KARACHI– A new research was launched by Health and Nutrition Development Society (HANDS), regarding people suffering from dementia in Pakistan. It lead towards the need for greater awareness of the disease, an effective support system and greater cultural understanding.
Led by the University of Southampton, a team of international researchers conducted a study, to identify peoples’ beliefs and attitude towards dementia and to develop policies to help the sufferers.
Principal Investigator Prof Asghar Zaidi, stated that, “Dementia is a global health priority, but progress towards its understanding and treatment in low and middle-income countries has been slow, despite rapidly ageing populations.

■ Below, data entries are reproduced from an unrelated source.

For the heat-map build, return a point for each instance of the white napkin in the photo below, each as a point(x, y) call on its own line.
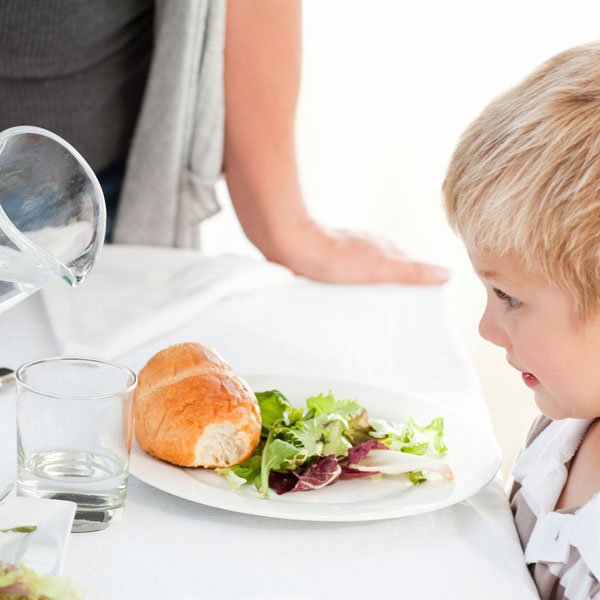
point(135, 294)
point(42, 550)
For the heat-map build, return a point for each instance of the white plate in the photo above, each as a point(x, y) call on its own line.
point(473, 455)
point(42, 550)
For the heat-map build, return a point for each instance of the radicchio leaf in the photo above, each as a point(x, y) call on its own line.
point(355, 455)
point(323, 472)
point(282, 482)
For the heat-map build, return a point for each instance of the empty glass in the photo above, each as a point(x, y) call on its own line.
point(52, 213)
point(74, 425)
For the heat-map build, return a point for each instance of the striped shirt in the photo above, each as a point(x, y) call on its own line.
point(562, 547)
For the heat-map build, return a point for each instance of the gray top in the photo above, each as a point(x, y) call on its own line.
point(177, 151)
point(77, 68)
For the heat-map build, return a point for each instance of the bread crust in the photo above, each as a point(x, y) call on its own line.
point(181, 391)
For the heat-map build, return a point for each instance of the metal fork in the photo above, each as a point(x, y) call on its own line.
point(7, 490)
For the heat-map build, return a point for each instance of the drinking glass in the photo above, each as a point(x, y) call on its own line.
point(74, 426)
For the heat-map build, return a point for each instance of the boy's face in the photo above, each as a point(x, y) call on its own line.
point(536, 323)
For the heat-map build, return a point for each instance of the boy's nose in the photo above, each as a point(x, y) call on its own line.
point(492, 331)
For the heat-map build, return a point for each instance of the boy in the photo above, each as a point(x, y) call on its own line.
point(523, 192)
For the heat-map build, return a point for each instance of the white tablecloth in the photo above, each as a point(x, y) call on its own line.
point(391, 336)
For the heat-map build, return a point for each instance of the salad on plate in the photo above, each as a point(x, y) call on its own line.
point(309, 447)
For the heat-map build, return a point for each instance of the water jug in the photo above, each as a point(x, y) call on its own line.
point(52, 213)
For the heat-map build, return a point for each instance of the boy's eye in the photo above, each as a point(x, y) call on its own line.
point(509, 300)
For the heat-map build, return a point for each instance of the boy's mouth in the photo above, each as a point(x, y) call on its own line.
point(530, 380)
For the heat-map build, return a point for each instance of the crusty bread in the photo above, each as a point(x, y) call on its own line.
point(191, 410)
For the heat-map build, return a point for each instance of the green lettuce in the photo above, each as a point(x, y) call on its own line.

We hope our report will inform policymakers in Pakistan and across South Asia – helping to improve the lives of people with the disease and their caregivers.”
Working in collaboration with Brighton and Sussex Medical School, The AGA Khan University and the charities Age International, HANDS and Alzheimer’s Pakistan, the researchers conducted a series of interviews with people living with dementia and their caregivers, and focus groups with members of the general public. They also carried out semi-structured interviews with key stakeholders, such as practitioners and policymakers.
One of the most striking findings in the report was the lack of awareness of dementia and its symptoms. Respondents attributed the disease to a range of factors, such as getting old, doing too much, stress, shock, social isolation and in more extreme cases, black magic. These misconceptions led to misunderstandings about care and prognosis. Perhaps, most concerning was a strong stigma associated with the disease, or generally with any other mental health problem. An important finding surfaced that, dementia patients mentioned their loss of sense of time of day and how that impacted their ability to know when to pray. In addition, a loss of sense of orientation made it difficult to lay prayer mats correctly. Altogether, it was difficult for people with dementia to meet many societal expectations.
Some caregivers spoke of feeling isolated, with more women than men also expressing concern about how other duties had been affected, such as child caring, household tasks and their paid jobs. They also spoke of effects on their own health and feelings of frustration and guilt.
The report authors, highlight a number of important policy implications stemming from their research. Key recommendations included: developing a national campaign in Pakistan to raise awareness, highlighting symptoms and their progression, and how to seek help, more funding for affordable and accessible dementia specialist services, such as day care centers, hospital wards, and support groups. They further recommended to focus on help within home, as Pakistanis are more likely to accept home based care. Communication with religious leaders about dementia, both in terms of raising awareness and the acceptability to seek help, followed by exemption from religious duties and forming greater understanding about the disease, along with taking into account the cultural sensitivities.